Frequently Asked Questions
Stormwater runoff is rainwater that flows across the ground and does not get absorbed into the soil. It flows into stormwater pipes and streams, and from there into our estuaries and finally out to sea.
Stormwater can cause flooding, and can be harmful to the natural environment by picking up pollutants and carrying them into waterways.
When talking about water, some common terms that are used are
- Surface water
Surface water is what we see in our rivers, lakes, streams, wetlands and estuaries.
Groundwater is the water that exists in aquifers beneath the ground. This is replenished by rainwater that travels through the soil.
Wastewater is the water that goes down drains from inside our house, after we do our washing, or flush the toilet or have a bath.
Stormwater doesn’t go into the sewers. It runs through a separate piped system from that of wastewater or across the ground.

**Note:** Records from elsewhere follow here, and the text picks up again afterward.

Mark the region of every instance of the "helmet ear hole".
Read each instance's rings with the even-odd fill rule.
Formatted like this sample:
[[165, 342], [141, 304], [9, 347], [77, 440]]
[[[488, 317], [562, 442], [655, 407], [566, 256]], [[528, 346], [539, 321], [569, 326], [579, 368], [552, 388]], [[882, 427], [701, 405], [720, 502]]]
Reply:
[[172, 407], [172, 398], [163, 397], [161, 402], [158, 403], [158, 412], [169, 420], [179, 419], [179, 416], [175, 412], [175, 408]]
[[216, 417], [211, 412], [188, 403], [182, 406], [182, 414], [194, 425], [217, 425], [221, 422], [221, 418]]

It is a fact that stormwater flows from other properties naturally, either via an overland flow path or via a stream (from high ground to lower lying ground). It is your responsibility to manage stormwater falling and flowing naturally on your site. If you have an issue with any of the following, you should first speak to your neighbour:
- Water flow problems caused by natural ground seepage on private property
- Diverting or blocking the natural flow of water from landscaping, fences and walls or a small trench
- Pool overflows caused by excessive rainfall
Activities like raising the ground level, increasing your impermeable area or blocking a flow path can increase the amount of stormwater flowing to your neighbours site. You will need to stop the activity or cause or you can use a system to prevent the extra stormwater from flowing across your boundary.

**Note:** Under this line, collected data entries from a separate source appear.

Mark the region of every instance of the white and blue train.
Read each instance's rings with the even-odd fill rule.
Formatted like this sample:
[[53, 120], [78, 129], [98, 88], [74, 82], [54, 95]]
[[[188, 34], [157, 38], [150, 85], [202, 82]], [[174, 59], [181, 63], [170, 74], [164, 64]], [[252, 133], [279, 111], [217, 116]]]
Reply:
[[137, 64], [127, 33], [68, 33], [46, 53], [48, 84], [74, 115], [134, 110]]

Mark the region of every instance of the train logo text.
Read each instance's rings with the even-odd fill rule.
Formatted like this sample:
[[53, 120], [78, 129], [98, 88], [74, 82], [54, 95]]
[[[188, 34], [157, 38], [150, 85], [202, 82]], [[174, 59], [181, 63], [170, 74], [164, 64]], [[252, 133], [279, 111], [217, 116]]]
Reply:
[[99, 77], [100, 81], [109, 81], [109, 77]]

Council recommends you talk to your neighbours about any flooding problems you may be experiencing. In many cases, a resolution can be reached that will satisfy everyone’s needs. You may need to consult legal advice, so that any agreement you made with your neighbour is legally enforceable and appropriate for future owners of the land should it be sold on.
If the waterway/drain is on private land, it is the landowner’s responsibility to resolve. If the waterway/drain marks the boundary then the area of it that is within your property is your responsibility.

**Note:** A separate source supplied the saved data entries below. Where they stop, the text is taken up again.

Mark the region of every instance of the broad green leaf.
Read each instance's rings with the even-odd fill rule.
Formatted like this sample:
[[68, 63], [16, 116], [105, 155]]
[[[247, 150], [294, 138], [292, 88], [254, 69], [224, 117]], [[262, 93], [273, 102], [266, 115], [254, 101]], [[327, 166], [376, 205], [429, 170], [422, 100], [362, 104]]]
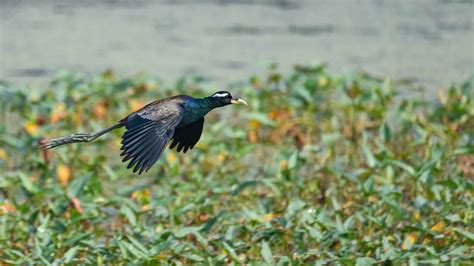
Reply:
[[125, 247], [125, 249], [127, 249], [127, 251], [130, 252], [130, 254], [132, 254], [136, 258], [140, 258], [140, 259], [147, 258], [147, 255], [145, 253], [143, 253], [142, 251], [140, 251], [139, 249], [137, 249], [135, 246], [128, 243], [127, 241], [120, 240], [120, 242]]
[[147, 250], [138, 240], [136, 240], [135, 238], [133, 238], [133, 237], [130, 236], [130, 235], [127, 235], [127, 238], [128, 238], [128, 240], [130, 240], [130, 242], [131, 242], [137, 249], [139, 249], [141, 252], [143, 252], [143, 254], [146, 254], [147, 256], [149, 256], [148, 250]]
[[288, 169], [294, 169], [298, 163], [298, 151], [295, 151], [291, 154], [288, 159]]
[[263, 259], [270, 264], [274, 264], [272, 250], [270, 249], [270, 245], [268, 242], [262, 241], [262, 249], [261, 249]]
[[23, 187], [31, 193], [35, 193], [38, 191], [38, 188], [36, 187], [35, 184], [31, 181], [31, 178], [25, 175], [23, 172], [19, 172], [18, 176], [20, 177], [21, 183]]
[[450, 221], [450, 222], [452, 222], [452, 223], [462, 221], [461, 216], [459, 216], [459, 214], [457, 214], [457, 213], [446, 215], [445, 218], [446, 218], [446, 220], [448, 220], [448, 221]]
[[404, 162], [402, 162], [402, 161], [392, 160], [392, 161], [390, 161], [390, 163], [393, 164], [393, 165], [395, 165], [395, 166], [400, 167], [400, 168], [403, 169], [403, 170], [405, 170], [405, 171], [406, 171], [408, 174], [410, 174], [411, 176], [414, 176], [414, 175], [415, 175], [415, 169], [414, 169], [412, 166], [410, 166], [410, 165], [408, 165], [408, 164], [406, 164], [406, 163], [404, 163]]
[[68, 186], [67, 195], [70, 198], [81, 196], [81, 193], [83, 192], [85, 186], [89, 182], [90, 177], [91, 177], [90, 174], [84, 174], [84, 175], [74, 178]]
[[65, 254], [64, 254], [64, 263], [70, 263], [72, 262], [72, 260], [74, 259], [74, 257], [76, 256], [77, 252], [79, 251], [79, 247], [76, 246], [76, 247], [73, 247], [73, 248], [70, 248]]
[[362, 151], [364, 152], [365, 159], [369, 167], [375, 167], [377, 165], [377, 159], [375, 159], [370, 147], [367, 144], [362, 144]]
[[195, 232], [199, 232], [201, 230], [201, 226], [186, 226], [179, 228], [174, 234], [176, 237], [181, 238], [185, 237], [189, 234], [194, 234]]
[[73, 235], [71, 238], [67, 239], [64, 241], [65, 246], [73, 246], [77, 242], [83, 240], [84, 238], [90, 236], [90, 233], [80, 233], [78, 232], [77, 234]]
[[373, 258], [370, 258], [370, 257], [362, 257], [362, 258], [358, 258], [356, 260], [356, 265], [357, 266], [374, 265], [376, 263], [377, 263], [377, 261]]
[[466, 231], [466, 230], [463, 230], [459, 227], [455, 227], [453, 228], [453, 230], [455, 232], [457, 232], [458, 234], [462, 235], [463, 237], [467, 238], [468, 240], [470, 241], [474, 241], [474, 234], [469, 232], [469, 231]]
[[390, 142], [392, 134], [387, 122], [384, 122], [382, 125], [380, 125], [379, 137], [383, 142]]
[[104, 164], [104, 165], [102, 165], [102, 168], [109, 175], [110, 180], [114, 181], [114, 180], [118, 179], [118, 175], [114, 172], [114, 170], [112, 170], [112, 168], [110, 168], [109, 165]]
[[467, 246], [460, 246], [460, 247], [457, 247], [457, 248], [454, 248], [452, 250], [450, 250], [448, 252], [448, 255], [451, 255], [451, 256], [464, 256], [464, 254], [466, 252], [468, 252], [469, 248]]
[[200, 257], [200, 256], [198, 256], [198, 255], [196, 255], [196, 254], [192, 254], [192, 253], [184, 253], [184, 254], [181, 255], [181, 256], [183, 256], [183, 257], [185, 257], [185, 258], [188, 258], [188, 259], [190, 259], [190, 260], [192, 260], [192, 261], [198, 261], [198, 262], [204, 261], [204, 258], [202, 258], [202, 257]]
[[222, 245], [224, 246], [225, 250], [227, 250], [227, 252], [229, 253], [229, 255], [231, 256], [231, 258], [236, 261], [236, 262], [240, 262], [240, 259], [239, 257], [237, 256], [237, 253], [235, 252], [235, 250], [229, 245], [227, 244], [226, 241], [223, 241], [222, 242]]
[[132, 209], [130, 209], [127, 205], [122, 205], [120, 212], [125, 215], [125, 217], [127, 217], [131, 225], [137, 225], [137, 217], [135, 216], [135, 213], [132, 211]]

If the drain is part of the council’s rated and maintained public stormwater network, then it is Council’s responsibility to maintain it.
What are the roles and responsibilities of individuals and Councils in managing the risk of flooding events?
When you buy a property or build a house or business, you can ask your regional council or local council about local flooding issues. If you are building, you can site your home out of any floodable areas, raise the habitable floor levels or make your house using materials better able to withstand floods.
Local councils are responsible for controlling new buildings and the effects of land use to reduce flood risk. They can put special controls on buildings to make the buildings safer from flooding. Councils can also set rules about where buildings can be located, where subdivision can take place, and the effects of land use. In a large flood, councils will coordinate with the emergency services and utility providers to minimise the impact of the flood on people and properties.
Regional councils manage rivers and catchments. They also control land-use activities through the Resource Management Act, as well as regulate large dams under the Building Act.